58775-83-0

Usage

Uses

Used in Chemical Research and Industrial Applications:
1-Ethynyl-3-phenoxy-benzene is utilized as a building block for the synthesis of more complex organic molecules, serving as a key component in the development of advanced materials and compounds.
Used in Pharmaceutical and Agrochemical Production:
1-ETHYNYL-3-PHENOXY-BENZENE is employed as a precursor in the production of other pharmaceuticals and agrochemicals, contributing to the creation of new drugs and agricultural products that can address various health and agricultural needs.
Used in Organic Synthesis:
Due to its potential as a reactive intermediate, 1-Ethynyl-3-phenoxy-benzene is used in various chemical processes within the field of organic synthesis, enabling the formation of a wide range of chemical products with diverse applications.
Used in Materials Science:
The unique properties of 1-Ethynyl-3-phenoxy-benzene make it an important compound in materials science, where it can be incorporated into the design and synthesis of new materials with specific properties for various applications.

InChI:InChI=1/C14H10O/c1-2-12-7-6-10-14(11-12)15-13-8-4-3-5-9-13/h1,3-11H

Upstream product

• 39515-51-0 3-Phenoxybenzaldehyde 
• 558-13-4 carbon tetrabromide 
• 108-36-1 1,3-dibromobenzene 
• 1044571-55-2 C₁₇H₁₆O₂ 

Downstream Products

• 1020533-78-1 3-(1,1-difluoroethyl)diphenylether 
• 63444-54-2 3-ethenylphenyl phenyl ether 
• 1428143-48-9 5-(3-phenoxyphenyl)-3-(trifluoromethyl)-1H-pyrazole 
• 1370017-43-8 1-fluoro-2-(3-phenoxyphenyl)acetylene 

Relevant academic research and scientific papers

BTK Inhibitors and uses thereof

The invention discloses a bruton's tyrosine kinase (BTK) inhibitor and use thereof. Specifically, the invention provides heteroaromatic compounds or stereoisomers, geometrical isomers, tautomers, racemates, nitrogen oxides, hydrates, solvates, metabolites and pharmaceutically acceptable salts or prodrugs thereof, and pharmaceutical compositions containing the heteroaromatic compounds; the invention also discloses use of the heteroaromatic compounds or the pharmaceutical compositions containing the heteroaromatic compounds in preparation of medicines; the medicines can be used for treating autoimmune diseases, inflammatory diseases or proliferative diseases.

DBU-Mediated Synthesis of Aryl Acetylenes or 1-Bromoethynylarenes from Aldehydes

Two well known synthetic organic reactions Ramirez olefination and Corey-fuchs reactions are integrated in one-pot sequential manner for the synthesis of arylacetylenes and 1,3-enynes starting directly from commercially available aldehydes. The bicyclic amidine 1,8-diazabicyclo[5.4.0]undec-7-ene (DBU) along with additive NaOH not only exclusively afforded the terminal alkynes directly from the aldehydes, but also enhanced the reaction rate. The dynamic nature of DBU also facilitated the isolation of 1-bromoalkynes intermediate products. Selection of additive from NaOH and H2O served as a switch for the synthesis of terminal alkyne and 1-bromoalkynes, respectively. (Figure presented.).
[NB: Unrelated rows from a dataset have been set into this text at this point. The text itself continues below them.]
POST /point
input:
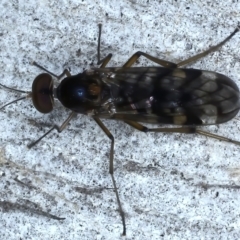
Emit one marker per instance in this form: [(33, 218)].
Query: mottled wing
[(171, 96)]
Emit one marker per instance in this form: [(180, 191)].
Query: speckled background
[(160, 177)]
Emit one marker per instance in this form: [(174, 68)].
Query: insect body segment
[(169, 96), (165, 95)]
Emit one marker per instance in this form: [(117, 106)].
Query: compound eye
[(42, 93)]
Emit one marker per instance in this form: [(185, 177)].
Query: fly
[(161, 95)]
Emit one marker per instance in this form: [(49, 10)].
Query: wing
[(170, 96)]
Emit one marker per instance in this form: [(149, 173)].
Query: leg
[(105, 60), (210, 50), (136, 55), (110, 136), (142, 128), (65, 71), (59, 129)]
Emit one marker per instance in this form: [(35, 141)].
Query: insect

The Dual Role of 1,8-Diazabicyclo[5.4.0]undec-7-ene (DBU) in the Synthesis of Terminal Aryl- and Styryl-Acetylenes via Umpolung Reactivity

The dual role of the bicyclic amidine base 1,8-diazabicyclo[5.4.0]undec-7-ene (DBU) was demonstrated in a synthesis of terminal aryl- and styryl-acetylenes. Mechanistically, a tandem process involving elimination/Umpolung/protonation occurs in a single step to generate terminal aryl- and styryl-acetylenes from geminal dibromoalkenes. The key to the success of this transformation lies in the organobase-mediated generation of the acetylide from the 1-bromoalkynes at room temperature. The unique characteristics of DBU as an inherently safer reagent make it an attractive alternative to previous systems wherein required pyrophoric reagents and nonambient temperatures remain unsolved issues. The procedure does not work for the synthesis of alkyl-acetylenes.

Electrochemical carboxylation of α,α-difluorotoluene derivatives and its application to the synthesis of α-fluorinated nonsteroidal anti-inflammatory drugs

Electrochemical carboxylation of α,α-difluorotoluene derivatives resulted in an efficient fixation of carbon dioxide to give the corresponding α-fluorophenylacetic acids in good yields, and this reaction was successfully applied to the synthesis of α-fluorinated nonsteroidal anti-inflammatory drugs (NSAIDs). Georg Thieme Verlag Stuttgart.